For the Galaxy I think it came down to a decision between Arriola and Mendiola. With the size of the rosters you can only have so many hg players. Glad for Arriola to make the next step in his dreams but we really need to get our house in order. Hopefully something can be done about young players basically being able to sign with a different club outside, and even inside, the US without any type of training compensation changing hands. I'm not to optimistic of anything happening especially with the strength of the NCAAs unless the players could get guarantees their eligibility wouldn't be compromised.
As a Galaxy fan I'm gutted. He walks for free. That guy from Pachuca is right. Hopefully something gets done soon to protect teams closer to the border from having Mexican clubs poach our talented players.

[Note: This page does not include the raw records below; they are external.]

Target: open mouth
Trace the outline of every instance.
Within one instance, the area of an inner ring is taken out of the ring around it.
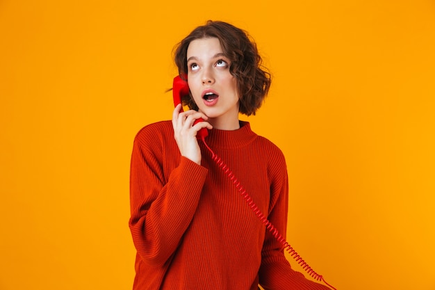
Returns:
[[[202,96],[202,98],[207,102],[213,102],[215,99],[216,99],[218,97],[219,97],[218,95],[215,94],[214,92],[206,92]]]

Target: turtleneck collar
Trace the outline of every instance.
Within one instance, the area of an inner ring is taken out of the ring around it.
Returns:
[[[251,130],[248,122],[239,121],[240,129],[236,130],[208,130],[205,140],[213,148],[234,149],[249,144],[255,140],[257,134]]]

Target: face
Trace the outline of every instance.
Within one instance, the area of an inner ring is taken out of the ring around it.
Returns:
[[[217,129],[238,125],[237,81],[216,38],[192,40],[188,47],[188,82],[199,111]]]

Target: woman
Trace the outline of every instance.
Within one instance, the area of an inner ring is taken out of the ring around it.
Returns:
[[[225,22],[208,22],[175,51],[190,110],[149,124],[134,141],[129,226],[137,250],[134,289],[328,289],[293,271],[227,175],[196,138],[237,176],[284,235],[288,207],[281,150],[239,113],[255,114],[270,78],[254,42]],[[195,120],[204,122],[194,124]]]

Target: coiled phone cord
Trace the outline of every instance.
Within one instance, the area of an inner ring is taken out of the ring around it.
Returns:
[[[295,250],[295,249],[293,249],[293,248],[286,241],[286,239],[282,236],[282,235],[278,232],[278,229],[277,229],[277,228],[268,220],[268,218],[264,215],[264,214],[261,212],[260,209],[258,209],[258,207],[257,207],[257,205],[254,202],[254,200],[252,200],[252,198],[251,198],[249,194],[243,188],[240,182],[236,177],[236,176],[234,175],[233,172],[231,170],[231,169],[229,169],[228,166],[227,166],[227,164],[225,164],[225,163],[220,159],[220,157],[216,155],[216,154],[215,154],[215,152],[211,150],[211,148],[208,147],[208,145],[207,145],[207,143],[206,143],[204,140],[204,138],[201,138],[201,140],[202,140],[204,144],[206,145],[208,151],[210,151],[210,152],[211,153],[211,159],[218,164],[218,166],[220,168],[224,170],[224,172],[228,176],[230,180],[233,182],[236,188],[240,193],[240,195],[243,197],[246,202],[247,202],[249,207],[251,207],[251,209],[252,209],[255,215],[260,219],[261,223],[263,223],[263,224],[265,225],[266,229],[269,230],[269,232],[272,234],[272,236],[274,236],[277,239],[277,240],[278,240],[278,241],[284,246],[284,248],[287,250],[287,252],[290,254],[290,255],[297,262],[297,264],[301,267],[302,267],[302,268],[305,271],[306,271],[306,273],[310,276],[317,280],[318,281],[323,282],[325,284],[328,285],[328,287],[329,287],[330,288],[334,290],[336,290],[336,288],[334,288],[333,286],[328,284],[325,280],[325,279],[323,278],[323,276],[315,273],[315,271],[314,271],[314,270],[313,270],[313,268],[310,267],[308,264],[306,264],[306,262],[302,259],[302,257],[299,256],[299,254],[297,254],[297,252]]]

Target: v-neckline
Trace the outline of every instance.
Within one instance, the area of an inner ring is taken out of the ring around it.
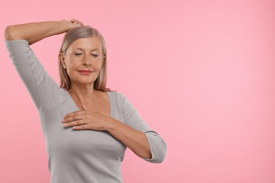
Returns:
[[[75,106],[75,111],[82,111],[78,108],[78,105],[76,105],[76,103],[75,102],[75,101],[73,100],[73,97],[71,96],[71,94],[68,92],[68,90],[65,90],[65,92],[66,92],[67,95],[68,96],[68,98],[71,100],[71,101]],[[110,113],[109,115],[109,117],[113,118],[113,107],[112,107],[113,106],[113,100],[112,100],[112,97],[111,97],[111,93],[109,92],[106,92],[107,93],[107,95],[108,95],[109,105],[110,107]]]

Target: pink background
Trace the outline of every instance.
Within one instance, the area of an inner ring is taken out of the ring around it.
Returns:
[[[102,32],[109,87],[167,144],[161,164],[127,151],[125,182],[275,182],[274,1],[5,1],[0,8],[0,182],[50,179],[39,115],[4,28],[72,18]],[[62,36],[32,46],[56,82]]]

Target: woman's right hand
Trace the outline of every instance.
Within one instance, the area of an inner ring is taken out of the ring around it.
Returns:
[[[83,26],[83,23],[74,18],[70,20],[30,23],[8,26],[5,30],[6,40],[25,39],[32,44],[45,37],[62,34],[69,30]]]
[[[61,22],[67,24],[71,27],[70,29],[84,26],[82,22],[80,22],[78,20],[75,20],[75,18],[71,19],[70,20],[62,20]]]

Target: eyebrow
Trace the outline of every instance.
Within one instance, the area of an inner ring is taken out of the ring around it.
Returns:
[[[77,47],[77,48],[75,48],[75,49],[80,49],[80,50],[84,51],[84,49],[81,49],[81,48]],[[100,51],[99,49],[92,49],[91,51],[96,51],[96,50]]]

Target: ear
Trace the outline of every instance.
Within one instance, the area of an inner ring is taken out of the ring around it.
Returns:
[[[64,56],[61,53],[60,53],[59,57],[60,64],[61,64],[64,69],[66,69]]]

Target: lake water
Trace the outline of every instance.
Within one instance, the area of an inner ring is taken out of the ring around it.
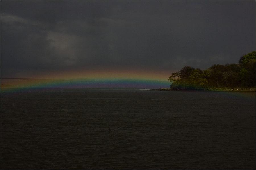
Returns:
[[[255,168],[255,92],[1,92],[1,169]]]

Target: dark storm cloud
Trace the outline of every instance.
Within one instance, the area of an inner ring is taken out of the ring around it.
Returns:
[[[2,1],[1,76],[237,63],[255,50],[255,6],[252,1]]]

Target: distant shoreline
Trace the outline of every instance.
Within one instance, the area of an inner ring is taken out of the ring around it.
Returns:
[[[144,90],[156,90],[162,91],[256,91],[255,88],[205,88],[198,90],[172,90],[170,88],[159,88],[156,89]]]

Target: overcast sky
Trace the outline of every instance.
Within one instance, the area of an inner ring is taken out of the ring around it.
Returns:
[[[139,68],[168,73],[167,79],[187,65],[238,63],[255,50],[255,7],[254,1],[1,1],[1,77]]]

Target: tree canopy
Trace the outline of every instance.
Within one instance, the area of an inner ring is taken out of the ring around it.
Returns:
[[[214,64],[204,70],[188,66],[173,73],[168,80],[175,89],[255,86],[255,51],[240,57],[238,64]]]

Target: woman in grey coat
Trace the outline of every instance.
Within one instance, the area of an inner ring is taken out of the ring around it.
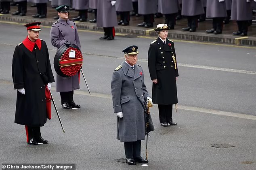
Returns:
[[[73,21],[68,19],[69,7],[62,5],[56,10],[60,18],[53,23],[51,28],[52,44],[59,48],[63,44],[74,44],[81,49],[76,25]],[[56,74],[56,92],[60,92],[63,109],[80,107],[80,106],[76,104],[73,100],[73,90],[79,88],[78,73],[68,77],[61,77]]]
[[[152,99],[144,84],[143,70],[136,64],[137,49],[132,45],[123,50],[125,61],[115,70],[111,81],[114,113],[118,116],[117,139],[124,142],[129,165],[148,162],[141,156],[141,146],[145,139],[146,102]]]
[[[206,17],[212,18],[212,28],[206,30],[206,33],[222,33],[223,22],[227,17],[225,0],[207,0]]]
[[[97,27],[103,27],[104,36],[100,39],[115,39],[115,27],[118,25],[118,19],[115,7],[115,1],[98,0]]]
[[[195,32],[197,25],[197,19],[204,13],[201,0],[182,0],[181,14],[187,16],[188,26],[182,28],[183,31]]]
[[[33,18],[46,18],[48,0],[28,0],[27,2],[36,4],[37,12],[35,14],[32,15]]]
[[[234,35],[247,36],[248,21],[252,19],[250,1],[250,0],[232,0],[231,20],[236,20],[238,27],[238,31],[233,33]]]

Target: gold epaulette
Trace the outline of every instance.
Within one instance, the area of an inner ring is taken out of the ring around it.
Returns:
[[[122,65],[118,66],[118,67],[115,68],[115,71],[118,71],[118,70],[120,69],[121,67],[122,67]]]
[[[169,41],[172,41],[172,42],[173,42],[173,41],[172,41],[172,40],[171,40],[170,39],[168,39],[168,40]]]
[[[150,44],[153,44],[153,43],[155,43],[155,42],[156,42],[156,39],[155,39],[155,40],[153,41],[152,42],[151,42],[151,43]]]

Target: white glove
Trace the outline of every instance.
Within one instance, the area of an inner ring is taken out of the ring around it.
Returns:
[[[149,104],[149,101],[150,101],[150,102],[151,102],[151,103],[152,103],[152,99],[150,98],[149,96],[148,96],[147,97],[147,104]]]
[[[118,112],[115,113],[117,116],[119,117],[120,118],[123,117],[123,112]]]
[[[24,88],[19,88],[18,89],[18,91],[19,91],[19,92],[21,93],[22,94],[25,94],[25,89]]]
[[[52,86],[50,83],[48,83],[47,84],[47,87],[48,88],[48,89],[50,90],[50,87]]]
[[[113,6],[115,4],[115,2],[116,2],[116,1],[112,0],[112,1],[111,1],[111,4],[112,6]]]

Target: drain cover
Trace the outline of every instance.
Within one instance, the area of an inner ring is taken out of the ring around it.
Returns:
[[[126,162],[125,160],[125,159],[124,158],[117,159],[116,160],[115,160],[115,161],[119,162],[120,162],[125,163],[126,164]]]
[[[234,147],[235,146],[233,145],[230,145],[229,144],[220,144],[215,143],[210,145],[210,146],[212,147],[218,147],[218,148],[225,148],[226,147]]]

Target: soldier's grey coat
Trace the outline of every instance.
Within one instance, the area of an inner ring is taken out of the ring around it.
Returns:
[[[207,0],[206,18],[227,17],[227,9],[225,2],[219,0]]]
[[[117,11],[125,12],[133,10],[132,0],[117,0],[115,6]]]
[[[72,20],[67,21],[60,18],[53,23],[50,30],[52,44],[58,48],[64,42],[75,44],[81,49],[80,40],[76,23]],[[56,92],[69,92],[79,88],[78,74],[63,77],[56,74]]]
[[[231,10],[231,6],[232,4],[232,0],[225,0],[226,8],[227,10]]]
[[[120,141],[145,139],[144,110],[149,94],[144,82],[141,68],[135,64],[133,70],[125,62],[113,73],[111,92],[114,113],[123,112],[118,117],[117,139]]]
[[[89,8],[89,0],[73,0],[72,7],[76,10]]]
[[[251,20],[252,19],[252,7],[246,0],[233,0],[231,10],[231,20]]]
[[[195,16],[204,13],[204,10],[201,0],[182,0],[182,15]]]
[[[98,0],[97,27],[111,27],[118,25],[118,18],[115,6],[110,0]]]
[[[178,6],[178,0],[158,0],[158,12],[162,14],[177,13]]]
[[[30,2],[36,4],[41,4],[48,2],[48,0],[27,0],[27,2]]]
[[[138,13],[142,15],[157,13],[157,0],[138,0]]]
[[[98,0],[90,0],[89,1],[89,7],[91,9],[97,9],[97,3]]]

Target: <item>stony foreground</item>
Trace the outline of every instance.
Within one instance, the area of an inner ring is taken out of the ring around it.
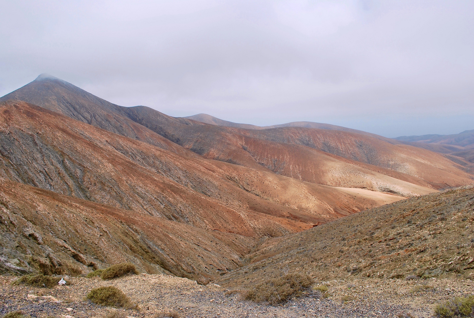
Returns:
[[[474,294],[474,282],[456,279],[407,281],[367,279],[332,281],[328,298],[305,297],[278,306],[245,301],[225,295],[214,284],[164,275],[142,274],[105,281],[95,277],[71,279],[70,286],[52,289],[14,285],[16,277],[0,276],[0,314],[21,310],[33,317],[105,317],[113,309],[85,300],[92,288],[113,285],[138,304],[123,310],[128,317],[153,317],[176,310],[184,317],[430,317],[435,304],[455,296]],[[351,299],[343,302],[341,299]],[[120,309],[121,312],[123,309]]]

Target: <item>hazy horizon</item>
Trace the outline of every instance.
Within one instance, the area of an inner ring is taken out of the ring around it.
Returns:
[[[175,117],[474,129],[472,1],[1,4],[1,96],[46,73]]]

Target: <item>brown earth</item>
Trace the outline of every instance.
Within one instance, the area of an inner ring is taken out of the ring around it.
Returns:
[[[163,137],[209,159],[257,170],[264,168],[326,185],[407,196],[426,192],[406,189],[404,182],[386,176],[435,189],[473,182],[472,175],[463,171],[463,164],[442,155],[393,145],[392,139],[354,129],[341,131],[344,127],[332,125],[319,124],[316,127],[324,128],[319,129],[290,127],[257,131],[206,125],[171,117],[144,106],[119,106],[59,79],[42,75],[0,100],[10,99],[37,105],[167,150],[179,151],[166,144]],[[141,125],[137,127],[137,124]],[[153,140],[151,132],[144,126],[156,133],[159,142]],[[330,130],[336,129],[338,130]],[[333,166],[337,169],[331,169]]]
[[[474,278],[474,186],[413,198],[270,239],[216,281],[242,288],[283,271],[322,280]]]
[[[314,294],[272,306],[243,300],[238,293],[226,294],[227,291],[218,285],[201,286],[186,278],[160,274],[128,275],[106,281],[97,277],[73,278],[67,280],[72,284],[51,290],[12,285],[15,279],[0,276],[0,315],[21,310],[39,318],[100,318],[112,314],[152,318],[170,312],[182,318],[426,318],[436,317],[436,304],[474,294],[470,280],[339,279],[317,283],[328,286],[328,298]],[[139,310],[116,309],[84,300],[92,288],[110,285],[123,291]]]
[[[212,278],[240,266],[260,238],[301,231],[401,199],[305,182],[192,153],[182,156],[25,103],[4,103],[0,114],[1,209],[7,222],[1,226],[6,236],[9,233],[1,244],[8,259],[2,261],[4,272],[13,270],[7,263],[23,267],[17,272],[30,271],[37,265],[31,257],[37,256],[42,266],[55,271],[51,260],[58,259],[65,266],[59,272],[74,264],[86,272],[91,262],[103,267],[127,259],[151,273],[162,267],[179,276]],[[62,203],[43,206],[59,200],[55,192],[64,195]],[[99,232],[82,228],[78,222],[100,214],[97,204],[116,214]],[[63,211],[72,209],[76,216],[70,219]],[[9,221],[15,213],[21,220]],[[49,216],[36,219],[38,215]],[[60,228],[66,222],[69,232],[52,229],[52,220]],[[105,230],[107,236],[101,232]],[[43,243],[38,244],[30,232]],[[101,234],[109,240],[98,243]],[[129,237],[124,249],[115,250],[117,242]],[[56,239],[72,249],[58,245]],[[134,251],[136,243],[144,247]],[[50,257],[51,253],[55,256]]]
[[[3,272],[127,260],[214,279],[266,238],[473,182],[442,155],[352,132],[207,125],[45,76],[12,98],[41,107],[0,103]]]

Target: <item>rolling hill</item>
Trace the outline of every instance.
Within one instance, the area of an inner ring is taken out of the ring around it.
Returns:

So it's just Tijuana? Is that really reason to restructure rules for youth player control, one club? [As a US fan, having a prospect go develop in Tijuana is pretty much the same as keeping them in MLS. As a MLS fan, it's probably better for league competitiveness that 100% of all that SoCal talent doesn't end up with the LA Galaxy, they are scary enough as it is.]
The issue with the NCAA isn't likely to change anytime soon. And while in an ideal world I would want MLS clubs to be compensated and see their academies flourishing with elite prospects similar to all the great academies overseas, I also have no problem with Paul Arriola developing at Tijuana, or Kainoa Bailey developing at Leverkusen, or Joe Gallardo developing at Monterrey, or Emerson Hyndman developing at Fulham, or Josh Perez developing at Fiorentina. It's just a better environment for them. The NCAA and its rules are unique to this country; there are just some basic realities about the limits of MLS academies that we are going to have to live with.